De nuevo, eran otros tiempos. No se sabe si el valor de la vida humana era menos estimada en el pasado o si el desconocimiento generalizado de las mentes brillantes de la historia les impulsaba a hacer ‘estupideces’, incluso exponiéndose ellos mismos.
En 1752, Benjamin Franklin inventó el pararrayos atando una cometa metálica a un hilo de seda en cuyo extremo había una llave también metálica. Demostró que las nubes estaban cargadas de electricidad, que los rayos son descargas eléctricas, y que no valoraba en demasía su integridad personal.
Auguste y Jacques Piccard, padre e hijo, inventaron el batiscafo para gran profundidad descendiendo 11 kilómetros en la Fosa de las Marianas y casi perdiendo la vida en el proceso. Newton se atravesó un ojo con una aguja de coser para ver qué pasaba. Incluso hoy día, grupos de científicos se infectan a sí mismos con parásitos para mantener las granjas de los experimentos. No solemos tener problema con la experimentación propia o consentida.
¿Cómo usamos los descubrimientos poco éticos?
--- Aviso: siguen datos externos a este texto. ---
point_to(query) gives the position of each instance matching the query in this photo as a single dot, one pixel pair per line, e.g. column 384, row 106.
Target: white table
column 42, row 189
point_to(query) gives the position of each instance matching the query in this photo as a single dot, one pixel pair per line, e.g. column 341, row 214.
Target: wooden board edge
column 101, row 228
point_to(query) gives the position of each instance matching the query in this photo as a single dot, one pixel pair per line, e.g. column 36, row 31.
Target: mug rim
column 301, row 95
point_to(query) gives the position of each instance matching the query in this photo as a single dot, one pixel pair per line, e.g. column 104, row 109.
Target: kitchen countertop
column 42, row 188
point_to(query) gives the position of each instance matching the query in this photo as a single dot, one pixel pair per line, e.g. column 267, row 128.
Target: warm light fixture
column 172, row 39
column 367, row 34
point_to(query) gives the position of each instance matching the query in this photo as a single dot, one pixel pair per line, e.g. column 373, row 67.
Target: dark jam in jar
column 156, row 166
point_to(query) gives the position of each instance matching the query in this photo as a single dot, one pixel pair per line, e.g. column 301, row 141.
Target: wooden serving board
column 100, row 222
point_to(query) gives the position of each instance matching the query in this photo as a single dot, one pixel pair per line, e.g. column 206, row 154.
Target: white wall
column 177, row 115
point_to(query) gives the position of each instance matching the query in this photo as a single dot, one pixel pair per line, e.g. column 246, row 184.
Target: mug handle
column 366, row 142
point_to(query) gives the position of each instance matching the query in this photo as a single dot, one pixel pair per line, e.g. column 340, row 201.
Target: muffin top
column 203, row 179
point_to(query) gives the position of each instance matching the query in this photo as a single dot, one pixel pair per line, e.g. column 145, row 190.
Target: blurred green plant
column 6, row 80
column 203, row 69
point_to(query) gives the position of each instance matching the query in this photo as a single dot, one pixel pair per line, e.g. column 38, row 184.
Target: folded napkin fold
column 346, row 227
El problema viene cuando los experimentos no son voluntarios o están coaccionados. En 1918 la epidemia de gripe porcina llevó a las autoridades a experimentar con ‘voluntarios’ de la prisión militar de la isla de Deer (EE.UU.). Si sobrevivían a la infección con la gripe quedarían libres. Irónicamente solo el médico del pabellón enfermó. Los presos habían pasado semanas antes la gripe y estaban inmunizados contra ella.
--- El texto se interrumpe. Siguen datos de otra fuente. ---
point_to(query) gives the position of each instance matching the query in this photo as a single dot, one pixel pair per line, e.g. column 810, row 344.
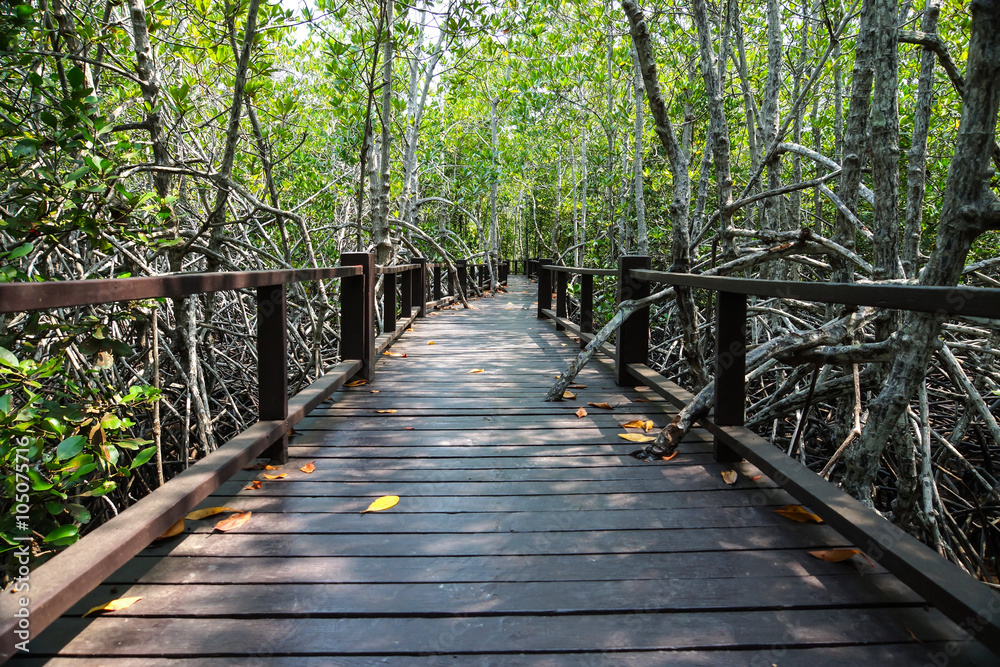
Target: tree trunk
column 681, row 242
column 965, row 213
column 916, row 158
column 380, row 231
column 637, row 184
La experimentación médica nazi con sus enemigos (judíos, gitanos, prisioneros de guerra e incluso alemanes discapacitados) está también ampliamente documentada. Tanto que buena parte de la literatura médica sobre trasplantes, enfermedades contagiosas, esterilización, supervivencia a gases o experimentos de altitud hunde profundas sus raíces en estos ensayos.
Muchos experimentos sobre el comportamiento del cuerpo humano ante factores externos extremos tales como el frío, el calor, la presencia de gases o la alta presión no han vuelto a ser replicados, por fortuna, por lo que la tortura del pasado es nuestra única fuente fiable de conocimiento presente. Esto abre un dilema ético de calado sobre el uso de esta información.
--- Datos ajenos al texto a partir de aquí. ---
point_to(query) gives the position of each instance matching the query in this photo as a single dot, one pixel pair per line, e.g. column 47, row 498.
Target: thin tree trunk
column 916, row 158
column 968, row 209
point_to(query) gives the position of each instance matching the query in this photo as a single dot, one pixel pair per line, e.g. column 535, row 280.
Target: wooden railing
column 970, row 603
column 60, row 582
Es curioso cómo pasado un tiempo prudencial el sentido de culpabilidad por hacer uso de estos datos parece difuminarse. Los motivos pueden ser múltiples: nuevas generaciones de científicos que no tienen nada que ver con la anterior, datos originales enterrados en varias capas de estudios posteriores, o nuevos experimentos de corte ético que descarten o complementen los primeros.
Las normas éticas que hoy usa la investigación no siempre han estado ahí, y aunque con casos esporádicos es obvio que a menudo se ignora. Si confiamos en que el fin justifica los medios, el juicio será del futuro; si no, los tildamos de poco éticos. Pero futuras generaciones no descartarán su información.